Until the Act is repealed and Article 97 suspended, he added that, the court cannot be established to ensure that war crimes perpetrators do not go with impunity.

"That (Amnesty) Act exonerates all those who took part in war from the 1980s to 2003. One of the things I am going to proffer these few days is to make sure we repeal that Act. If we do not repeal it, it is an obstacle to establishing the war crimes court and the issue of Article 97 can be suspended also".

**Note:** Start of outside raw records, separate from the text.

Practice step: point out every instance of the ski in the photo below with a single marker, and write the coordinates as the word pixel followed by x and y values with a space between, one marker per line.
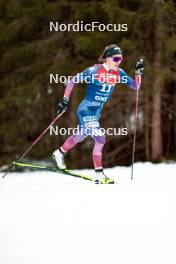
pixel 53 169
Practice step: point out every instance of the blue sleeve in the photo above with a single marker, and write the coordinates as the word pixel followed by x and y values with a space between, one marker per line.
pixel 124 78
pixel 85 75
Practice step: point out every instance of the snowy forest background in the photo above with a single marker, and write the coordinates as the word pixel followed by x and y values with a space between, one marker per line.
pixel 29 52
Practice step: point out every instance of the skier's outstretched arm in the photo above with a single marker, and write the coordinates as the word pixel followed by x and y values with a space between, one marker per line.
pixel 80 77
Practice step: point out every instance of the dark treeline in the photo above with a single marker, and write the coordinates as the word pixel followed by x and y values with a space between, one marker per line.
pixel 29 52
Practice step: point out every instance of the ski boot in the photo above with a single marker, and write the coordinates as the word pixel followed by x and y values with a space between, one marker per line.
pixel 58 157
pixel 101 178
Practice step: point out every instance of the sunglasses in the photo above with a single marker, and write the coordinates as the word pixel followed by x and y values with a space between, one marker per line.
pixel 117 59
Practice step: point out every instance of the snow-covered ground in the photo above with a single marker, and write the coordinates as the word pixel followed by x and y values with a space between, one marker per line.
pixel 51 218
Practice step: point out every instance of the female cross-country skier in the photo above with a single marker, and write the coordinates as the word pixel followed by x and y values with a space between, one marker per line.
pixel 101 80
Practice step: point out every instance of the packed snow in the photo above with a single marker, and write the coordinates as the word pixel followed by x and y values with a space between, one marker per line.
pixel 51 218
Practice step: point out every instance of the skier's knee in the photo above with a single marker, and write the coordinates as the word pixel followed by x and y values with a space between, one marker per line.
pixel 78 138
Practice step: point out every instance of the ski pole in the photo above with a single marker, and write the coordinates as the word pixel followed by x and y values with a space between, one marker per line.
pixel 34 143
pixel 135 128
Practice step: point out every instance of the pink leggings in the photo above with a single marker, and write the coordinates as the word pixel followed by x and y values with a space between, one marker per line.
pixel 71 141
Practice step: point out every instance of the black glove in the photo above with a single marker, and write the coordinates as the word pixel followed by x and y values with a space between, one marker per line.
pixel 62 106
pixel 139 67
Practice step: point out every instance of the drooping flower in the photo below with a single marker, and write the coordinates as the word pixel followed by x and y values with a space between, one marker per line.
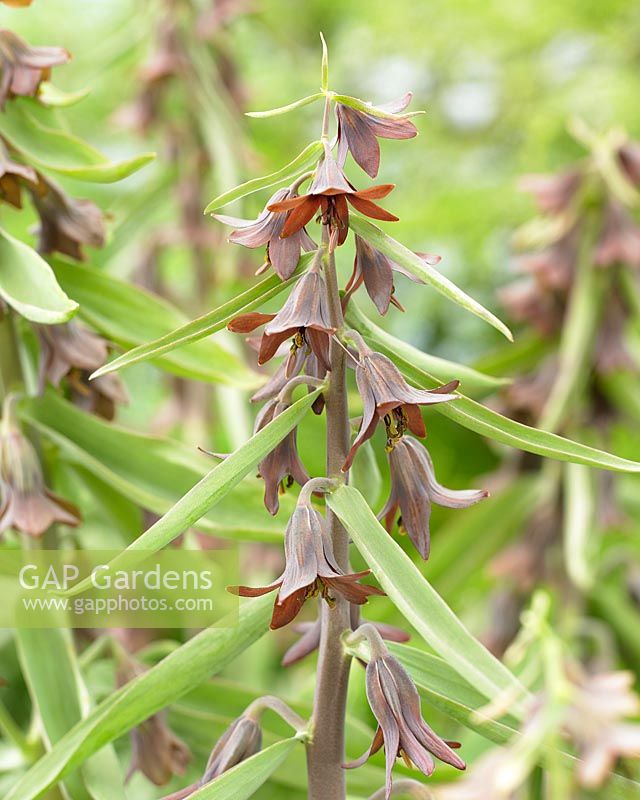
pixel 386 395
pixel 25 502
pixel 304 317
pixel 282 466
pixel 282 253
pixel 414 488
pixel 309 640
pixel 310 570
pixel 12 176
pixel 402 731
pixel 375 270
pixel 596 722
pixel 619 241
pixel 241 740
pixel 23 68
pixel 330 193
pixel 66 224
pixel 74 351
pixel 358 131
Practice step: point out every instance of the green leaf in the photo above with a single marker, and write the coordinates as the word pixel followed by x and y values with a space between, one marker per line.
pixel 304 161
pixel 61 698
pixel 129 316
pixel 52 96
pixel 417 600
pixel 406 357
pixel 324 71
pixel 153 472
pixel 240 782
pixel 579 525
pixel 518 358
pixel 203 656
pixel 368 108
pixel 457 542
pixel 578 331
pixel 28 285
pixel 404 257
pixel 215 485
pixel 482 420
pixel 209 323
pixel 274 112
pixel 57 151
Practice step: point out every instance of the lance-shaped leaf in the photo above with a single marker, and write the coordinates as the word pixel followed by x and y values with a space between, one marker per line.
pixel 50 95
pixel 151 471
pixel 203 656
pixel 275 112
pixel 418 602
pixel 57 151
pixel 482 420
pixel 215 485
pixel 304 161
pixel 209 323
pixel 579 525
pixel 28 284
pixel 52 680
pixel 128 315
pixel 576 340
pixel 474 382
pixel 404 257
pixel 243 780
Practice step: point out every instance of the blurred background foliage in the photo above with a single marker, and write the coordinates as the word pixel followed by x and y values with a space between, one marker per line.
pixel 498 80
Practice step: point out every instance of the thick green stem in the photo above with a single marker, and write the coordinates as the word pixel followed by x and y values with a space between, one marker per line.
pixel 325 754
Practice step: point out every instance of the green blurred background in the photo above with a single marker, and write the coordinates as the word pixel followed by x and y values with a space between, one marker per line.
pixel 498 80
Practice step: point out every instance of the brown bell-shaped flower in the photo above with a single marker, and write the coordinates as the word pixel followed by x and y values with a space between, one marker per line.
pixel 402 731
pixel 310 570
pixel 304 318
pixel 26 505
pixel 282 466
pixel 12 178
pixel 619 242
pixel 66 224
pixel 386 395
pixel 598 722
pixel 240 741
pixel 329 194
pixel 282 253
pixel 414 488
pixel 23 68
pixel 74 351
pixel 155 750
pixel 375 270
pixel 359 131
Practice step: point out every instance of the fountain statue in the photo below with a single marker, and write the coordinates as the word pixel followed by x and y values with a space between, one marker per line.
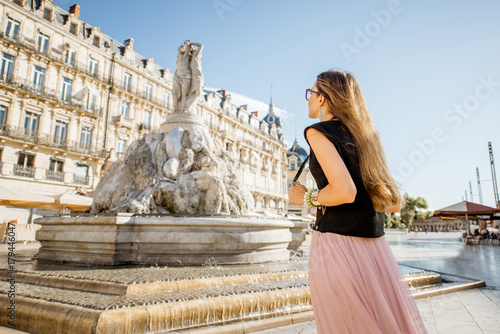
pixel 173 200
pixel 181 170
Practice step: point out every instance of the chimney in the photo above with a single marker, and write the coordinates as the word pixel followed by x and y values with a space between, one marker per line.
pixel 75 9
pixel 129 42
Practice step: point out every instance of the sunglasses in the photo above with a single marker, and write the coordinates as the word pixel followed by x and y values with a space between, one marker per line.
pixel 309 93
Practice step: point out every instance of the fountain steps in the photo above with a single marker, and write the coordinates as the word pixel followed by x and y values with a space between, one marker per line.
pixel 250 300
pixel 113 288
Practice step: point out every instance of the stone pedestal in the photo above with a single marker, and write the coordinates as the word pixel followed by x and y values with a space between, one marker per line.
pixel 126 239
pixel 181 119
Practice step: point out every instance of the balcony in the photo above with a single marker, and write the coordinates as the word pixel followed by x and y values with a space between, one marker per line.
pixel 75 65
pixel 27 171
pixel 81 179
pixel 22 134
pixel 47 93
pixel 54 175
pixel 123 121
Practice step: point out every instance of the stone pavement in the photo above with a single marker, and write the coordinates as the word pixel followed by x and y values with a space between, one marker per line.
pixel 468 312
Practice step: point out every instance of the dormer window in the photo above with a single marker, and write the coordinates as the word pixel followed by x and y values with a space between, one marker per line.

Article 97 of the 1986 Liberian Constitution states that:

No executive, legislative, judicial or administrative action taken by the People's Redemption Council or by any persons, whether military or civilian, in the name of that Council pursuant to any of its decrees shall be questioned in any proceedings whatsoever; and, accordingly, it shall not be lawful for any court or other tribunal to make any order or grant any remedy or relief in respect or any such act. B) No court or other tribunal shall entertain any action whatsoever instituted against the Government of Liberia, whether before or after the coming into force of this Constitution or against any person or persons who assisted in any manner whatsoever in bringing about the change of Government of Liberia on the 12th day of April, 1980, in respect of any act or commission relating to or consequent upon: (i) The overthrow of the government in power in Liberia before the establishment of the government of the People's Redemption Council; (ii) The suspension of the Constitution of Liberia of July 26, 1847; (iii) The establishment, functioning and other organs established by the People's Redemption Council; (iv) The imposition of any penalties, including the death penalty, or the confiscation of any property by or under the authority of the People's Redemption Council under a decree made by the Council in pursuance of but not limited to the measures undertaken by the Council to punish persons guilty of crimes and malpractices to the detriment of the Liberian nation, the people, the economy, or the public interest; and (v) The establishment of this Constitution".

Finance not the problem

Representative Koon noted that Liberia and its citizens should not see the issue of galvanizing the necessary financial resources as an obstacle towards the formation of the court in the country.